E The Canadian Economy Has A Long Road Ahead To Recover The Jobs Lost In The Pandemic

The Canadian job market recovery continued to slow in November, adding only 62,000 net new jobs compared with 84,000 which were created in October.

The unemployment rate in November fell to 8.5% from 8.9% in October.

In November 99,000 full-time jobs were created and 37,999 part-time jobs disappeared. Employment in the goods sector in November far outstripped the small employment rebound in the service sector, which continued to shed food service jobs in the last two months.

But as both a chart and table below illustrate, Canada’s jobs recovery since early May still leaves total employment significantly below its previous peak in February. The employment increases in November left Canada 574,999 jobs short of restoring the 3 million jobs which were lost in March and April.

Indeed, the same chart clearly illustrates how different the pandemic recession has been for employment levels compared to the three previous Canadian recessions (1981, 1990, and 2008).

For example, it required a painful 54 months (or more than four years) for Canada to restore previous peak employment levels following the financial crisis associated with the deep 2008 recession.

Clearly, this time around the economic and employment recovery is very different than past situations, since the pandemic recession was not caused by a global financial crisis, and of course, the current recovery is still supported by massive fiscal and monetary measures compared to past recoveries. 
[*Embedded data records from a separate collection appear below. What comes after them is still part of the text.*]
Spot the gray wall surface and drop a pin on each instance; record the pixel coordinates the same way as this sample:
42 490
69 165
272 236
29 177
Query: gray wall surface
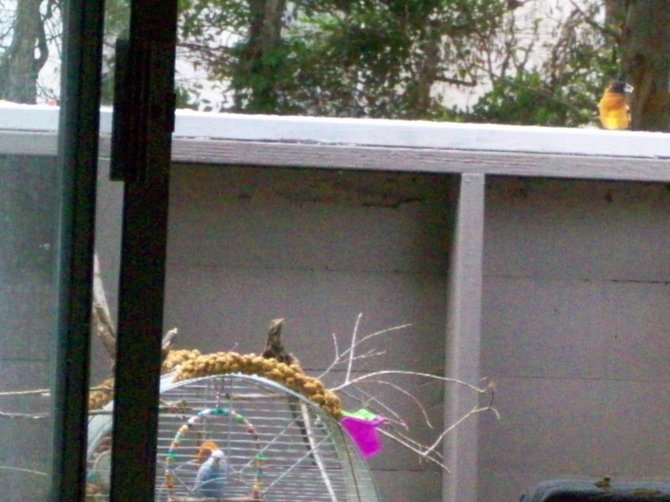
576 316
575 306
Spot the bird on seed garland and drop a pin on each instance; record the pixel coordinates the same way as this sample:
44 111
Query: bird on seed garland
210 482
613 106
274 349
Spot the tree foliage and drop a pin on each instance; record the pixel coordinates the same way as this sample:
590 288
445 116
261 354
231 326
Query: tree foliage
542 62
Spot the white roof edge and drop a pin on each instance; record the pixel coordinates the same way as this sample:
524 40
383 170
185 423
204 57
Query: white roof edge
376 132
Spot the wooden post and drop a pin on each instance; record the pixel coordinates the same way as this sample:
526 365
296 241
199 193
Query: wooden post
463 339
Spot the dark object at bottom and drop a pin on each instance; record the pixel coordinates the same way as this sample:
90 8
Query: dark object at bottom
603 490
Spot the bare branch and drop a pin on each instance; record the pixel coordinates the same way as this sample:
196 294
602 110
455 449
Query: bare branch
352 347
375 374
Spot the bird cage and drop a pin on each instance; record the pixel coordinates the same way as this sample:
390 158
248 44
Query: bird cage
278 445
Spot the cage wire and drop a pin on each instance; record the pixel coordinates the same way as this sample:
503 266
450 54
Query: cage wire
279 445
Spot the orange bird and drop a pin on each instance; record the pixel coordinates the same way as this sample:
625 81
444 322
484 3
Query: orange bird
613 106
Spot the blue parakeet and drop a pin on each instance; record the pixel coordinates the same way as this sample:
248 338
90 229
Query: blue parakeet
210 481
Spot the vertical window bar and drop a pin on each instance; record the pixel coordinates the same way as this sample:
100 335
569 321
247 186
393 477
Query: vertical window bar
137 376
78 148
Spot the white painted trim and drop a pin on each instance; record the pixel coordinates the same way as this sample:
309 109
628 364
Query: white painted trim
377 132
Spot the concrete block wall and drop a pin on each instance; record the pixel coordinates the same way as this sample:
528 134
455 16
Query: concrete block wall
247 245
576 316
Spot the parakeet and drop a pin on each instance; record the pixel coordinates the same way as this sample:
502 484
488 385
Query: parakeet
210 481
613 106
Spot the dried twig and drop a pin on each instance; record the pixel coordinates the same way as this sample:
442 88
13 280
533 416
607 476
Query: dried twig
354 383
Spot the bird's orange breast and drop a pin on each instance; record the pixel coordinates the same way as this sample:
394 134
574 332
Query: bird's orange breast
614 112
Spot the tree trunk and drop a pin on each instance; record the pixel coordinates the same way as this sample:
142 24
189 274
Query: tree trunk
258 61
645 48
19 65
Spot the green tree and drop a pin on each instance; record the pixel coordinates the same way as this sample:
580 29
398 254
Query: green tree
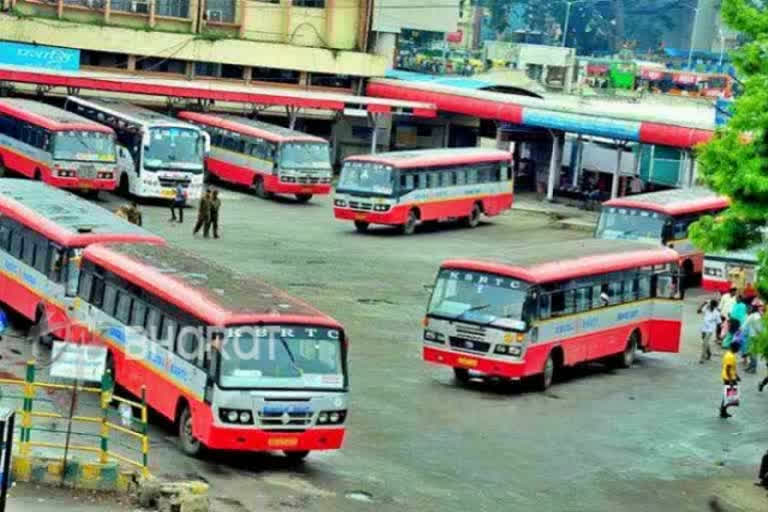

With respect to the sectors of the Canadian economy experiencing the greatest job losses, it is not surprising that the hospitality sector (with restaurants and bars at the forefront) are suffering the most. The information and cultural industries follow with the next greatest job losses due to the pandemic recession. 

At the same time, currently employment in all sectors is performing far better than the huge job cuts which occurred in March and April.

That is, as of November total employment was down 3% from its previous peak in March compared to a 15% employment drop between February and April.